The Kerameikos Museum houses findings from excavations in Kerameikos, the ancient cemetery of Athens. Here you will find funerary urns, grave offerings and funerary monuments of exquisite taste and artistry, such as the Geometric urn amphora, the Amasis Lekythos and the Hydria by the painter Meidias with a multifigured scene. The museum is near the Kerameikos and Thissio stations.

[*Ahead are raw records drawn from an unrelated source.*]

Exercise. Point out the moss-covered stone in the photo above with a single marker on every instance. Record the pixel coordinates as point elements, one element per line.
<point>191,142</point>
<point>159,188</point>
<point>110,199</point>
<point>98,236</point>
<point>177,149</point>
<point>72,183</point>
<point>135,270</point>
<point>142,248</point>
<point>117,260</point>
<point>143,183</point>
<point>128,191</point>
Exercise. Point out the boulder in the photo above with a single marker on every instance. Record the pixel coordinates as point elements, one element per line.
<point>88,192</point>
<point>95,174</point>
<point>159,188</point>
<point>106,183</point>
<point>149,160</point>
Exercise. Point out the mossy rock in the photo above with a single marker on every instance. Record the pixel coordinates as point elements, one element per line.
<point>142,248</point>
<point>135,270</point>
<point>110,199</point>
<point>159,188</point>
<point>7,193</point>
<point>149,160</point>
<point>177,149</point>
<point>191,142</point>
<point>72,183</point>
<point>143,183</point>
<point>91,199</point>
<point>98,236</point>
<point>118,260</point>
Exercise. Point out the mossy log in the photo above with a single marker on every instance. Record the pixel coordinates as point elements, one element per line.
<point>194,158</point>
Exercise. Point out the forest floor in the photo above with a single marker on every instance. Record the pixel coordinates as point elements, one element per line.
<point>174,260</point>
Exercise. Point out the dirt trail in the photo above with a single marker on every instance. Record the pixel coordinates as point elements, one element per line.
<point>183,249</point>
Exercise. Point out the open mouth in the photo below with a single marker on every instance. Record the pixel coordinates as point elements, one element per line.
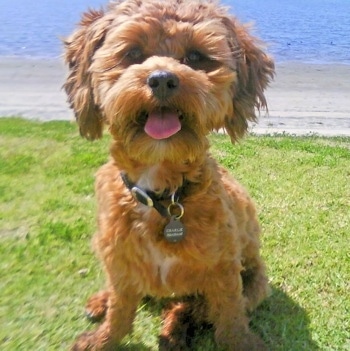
<point>163,123</point>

The entirely renovated building of the Municipal Gallery at Metaxourgeio is one of Athens’s oldest neoclassical structures, an iconic work of Danish architect Christian Hansen, famous designer of the city’s “Neoclassical Trilogy” on Panespistimiou st. (Library – Academy – University). The building served as a silk-processing factory until 1875; its presence was so dominating that it gave its name to the neighborhood. Municipal authorities began renovation works on the abandoned building in 2007 in order to house important cultural events. Since 2010 it is home to the Municipal Gallery. Events lined up for the 2016-17 season include tributes to important Greek artists such as Theofrastos Triantafyllides (“One more Thirty for painting”, October 14 – December 18) and Alekos Fasianos (“91 books with works of art by Alekos Fasianos”, November 8 – January 8), an exhibition from the Greek Chamber of Visual Arts (“1950 – 1974, Visual Arts and Resistance”, January 24 – March 12), and an exhibition from artist Maria Lassnig (“The future is created from the fragments of the past”, March 31 – July 16).Municipal Gallery, Leonidiou & Myllerou, 210-3243022

The Byzantine and Christian Museum’s large collection documents the development of art from the early Christian period to the post-Byzantine years (4th to 19th centuries). The collection includes sculptures, paintings and small ornaments from Greece and other parts of the Byzantine Empire. Here you will also find around 3500 icons, the largest number of icons collected by a single museum in the world. The museum is housed in the Ilission Mansion, very close to the Evaggelismos station.

The Hellenic Children’s Museum is located in the heart of Plaka and is the perfect place for a family visit. The museum takes a hands-on approach in teaching children with activities to encourage children to discover, understand, learn and have fun.

Ilias Lalaounis was a famous jewelry designer who passed away in 2000. Since 2001, the Ilias Lalaounis Museum collects and displays jewelry and other decorative arts from different periods and various cultures. The jewels on the first floor are inspired by the Paleolithic and Neolithic periods, even from pre-historic times. The displays on the second floor are inspired by nature and by modern technology. Don’t miss the “Special Requests” display, with jewels and ornaments that were made upon special request. The museum is conveniently located next to the Acropolis and fits easily into your itinerary. The War Museum is one of the best-known buildings in Athens due to its unique architecture and central location at the junction of Vasilissis Sofias avenue and Rizari street, next to the Byzantine museum and close to Evaggelismos station. On the ground floor and mezzanine you’ll find heirlooms, weapons and objects from World War II, the Korean War and Cyprus. On the first floor, you can see an impressive display of objects from the military history of Greece from pre-historic years to World War II.

The National Art Gallery is a must-see for art lovers. The gallery’s collection comprises more than 9.500 paintings, sculptures and engravings from world-famous Greek and foreign artists. The permanent collection of Greek paintings extends to the first and second floor of the main wing. On the first floor, visitors can see works from the 19th century and on the second floor, 20th century works. Some of the most famous masterpieces on permanent display are: “The Engagement of the Children”, “Arts and its Spirits”, “Springs Symphony” and “Here Comes the Bridegroom” by Nikolaos Gizis, “Lyssandros Kaftantzoglou” by Nikiforos Lytras, “The Port of Copenhagen” by Ioannis Altamouras and many, many more.